L’utilisation de l’assurance-vie comme outil de transmission du patrimoine à des proches est très courante. Cependant, la réussite de cet objectif implique de désigner avec soin le bénéficiaire du contrat, afin d’optimiser les conditions fiscales de l’opération.
Bénéficiaire, souscripteur, assuré : quelques définitions
Ces 3 dénominations désignent la ou les personnes parties prenantes au contrat d’assurance-vie.
Le souscripteur est la personne qui souscrit au contrat d’assurance-vie et l’alimente en versements.
L’assuré est la personne sur la tête de laquelle le contrat d’assurance-vie est souscrit. Assuré et souscripteur sont très souvent une seule et même personne, mais la dissociation est possible sous certaines conditions (il est, par exemple, interdit de contracter une assurance en cas de décès sur la tête d’un mineur âgé de moins de 12 ans ou d’un majeur sous tutelle).
Le bénéficiaire est la personne qui bénéficie des garanties prévues au contrat. Il est le destinataire du versement du capital ou de la rente au terme de l’assurance-vie. Il est librement désigné par le souscripteur.
La clause bénéficiaire
C’est la clause du contrat d’assurance-vie qui permet de désigner le bénéficiaire de la rente ou du capital au terme du contrat. Sa rédaction est importante car elle entraîne des conséquences juridiques et fiscales qu’il est bon de prévoir dans le cadre d’une stratégie patrimoniale.
Absence de clauseLe capital est considéré comme faisant partie de la succession et il est partagé entre les héritiers sans aucun avantage fiscal particulier.
Clause classiqueLa formulation la plus courante est la suivante : « Mon conjoint, à défaut mes enfants, à défaut mes héritiers. » Au décès de l’assuré, l’assurance-vie, versée en capital ou en rente, n’est pas comprise dans la succession. Sa valeur n’entre donc pas dans le montant du patrimoine soumis à l’impôt sur la succession.
Clause bénéficiaire démembréeDepuis la loi TEPA, il est encore plus judicieux, pour optimiser la fiscalité de la succession, de prévoir une clause bénéficiaire démembrée. Ce mécanisme consiste à attribuer le bénéfice du contrat au conjoint en usufruit et aux enfants en nue-propriété, pour transmettre le capital successivement au conjoint par le biais de son quasi-usufruit, puis aux enfants grâce à leur créance de restitution, en totale exonération de droits de succession et sans limitation de montant.
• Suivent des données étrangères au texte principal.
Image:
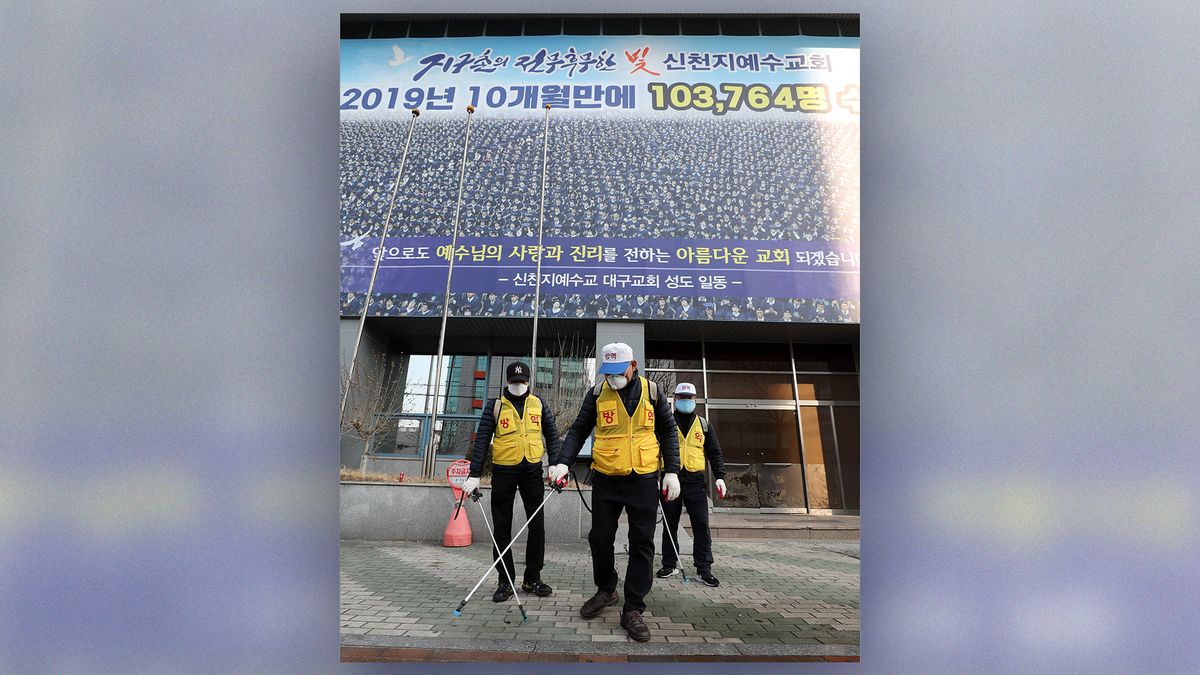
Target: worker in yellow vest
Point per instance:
(519, 429)
(634, 429)
(697, 444)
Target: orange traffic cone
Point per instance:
(457, 532)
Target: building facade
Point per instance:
(721, 245)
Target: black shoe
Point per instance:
(537, 587)
(631, 621)
(598, 602)
(503, 592)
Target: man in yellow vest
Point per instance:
(697, 443)
(634, 430)
(519, 429)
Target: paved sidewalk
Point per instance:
(777, 598)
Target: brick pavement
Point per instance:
(777, 598)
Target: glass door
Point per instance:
(762, 457)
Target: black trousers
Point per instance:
(693, 495)
(640, 500)
(504, 489)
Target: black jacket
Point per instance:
(712, 449)
(487, 426)
(664, 426)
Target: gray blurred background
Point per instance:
(168, 410)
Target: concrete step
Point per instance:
(781, 525)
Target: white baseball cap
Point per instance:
(615, 358)
(685, 388)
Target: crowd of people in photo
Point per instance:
(679, 308)
(613, 178)
(695, 178)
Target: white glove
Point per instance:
(558, 475)
(471, 485)
(671, 485)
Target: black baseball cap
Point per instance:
(517, 371)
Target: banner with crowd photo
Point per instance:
(688, 177)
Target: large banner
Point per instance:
(688, 178)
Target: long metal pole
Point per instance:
(430, 460)
(366, 302)
(504, 567)
(489, 571)
(537, 281)
(666, 527)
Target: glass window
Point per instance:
(827, 387)
(820, 458)
(827, 358)
(748, 356)
(750, 386)
(671, 354)
(667, 381)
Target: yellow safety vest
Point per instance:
(517, 437)
(624, 443)
(691, 447)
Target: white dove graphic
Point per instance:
(354, 243)
(397, 57)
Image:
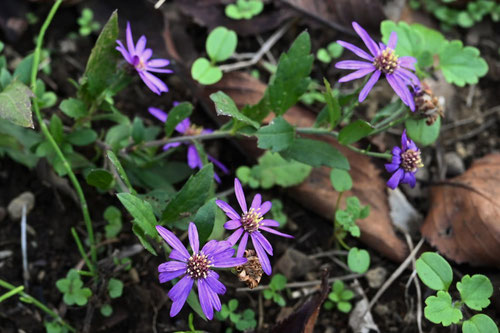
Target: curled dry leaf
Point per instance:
(464, 219)
(316, 192)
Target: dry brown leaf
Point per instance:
(316, 192)
(464, 220)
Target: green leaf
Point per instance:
(341, 180)
(274, 170)
(73, 108)
(204, 220)
(316, 153)
(461, 65)
(276, 136)
(423, 134)
(190, 198)
(440, 310)
(115, 288)
(204, 72)
(225, 106)
(221, 44)
(292, 75)
(434, 271)
(176, 115)
(475, 291)
(354, 132)
(479, 323)
(358, 260)
(15, 104)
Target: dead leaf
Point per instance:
(304, 319)
(316, 192)
(464, 219)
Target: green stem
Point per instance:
(50, 139)
(31, 299)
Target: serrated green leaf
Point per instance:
(204, 72)
(475, 291)
(434, 271)
(221, 44)
(461, 65)
(276, 136)
(354, 132)
(440, 310)
(316, 153)
(479, 323)
(225, 106)
(358, 260)
(15, 104)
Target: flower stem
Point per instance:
(48, 135)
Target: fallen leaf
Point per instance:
(316, 192)
(463, 221)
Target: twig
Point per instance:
(259, 54)
(305, 283)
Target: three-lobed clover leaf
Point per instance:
(440, 309)
(71, 287)
(475, 291)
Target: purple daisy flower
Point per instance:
(139, 57)
(405, 162)
(196, 267)
(381, 60)
(250, 224)
(186, 128)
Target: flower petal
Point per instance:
(172, 240)
(368, 86)
(357, 74)
(230, 212)
(356, 50)
(179, 293)
(240, 195)
(369, 42)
En effet, pour ce type de contrats, seule est exigible une taxe forfaitaire de 20%, après application d’un abattement de 152.500 euros. Cette taxe n’est due que par l’usufruitier, or, le conjoint est, depuis la loi TEPA, exonéré de droits de succession. Aucune taxe n’est donc due lors du premier décès. Lors du second décès, c’est-à-dire au décès du conjoint usufruitier, le capital est également transmis en franchise de droits car l’usufruit rejoint automatiquement la nue-propriété sans droits de succession.
(voir l’article consacré à la clause bénéficiaire démembrée)
Acceptation du bénéficiaire
Le bénéficiaire qui connaît son statut peut rendre officielle son acceptation de cet état. Le souscripteur ne peut alors plus modifier la clause bénéficiaire du contrat. Pour être totalement efficace, cette acceptation par le bénéficiaire doit cependant être elle-même acceptée par le souscripteur. L’acceptation est un acte important qui entraîne des effets juridiques qu’il faut connaître.
(voir l’article consacré à l’acceptation du bénéficiaire de l’assurance-vie)
La recherche du bénéficiaire
Depuis décembre 2007, les assureurs ont obligation de s’informer sur les assurés et de rechercher les bénéficiaires d’assurance-vie, afin de vérifier s’ils sont toujours en vie.
Une bonne pratique consiste, dans la clause bénéficiaire, à désigner le plus précisément possible le bénéficiaire (nom, nom marital, date de naissance, dernière adresse connue, etc.), ou bien de désigner le bénéficiaire par testament déposé chez un notaire.
Il faut, cependant, penser à modifier la clause en cas de changement de situation (séparation, divorce, décès du bénéficiaire, etc.).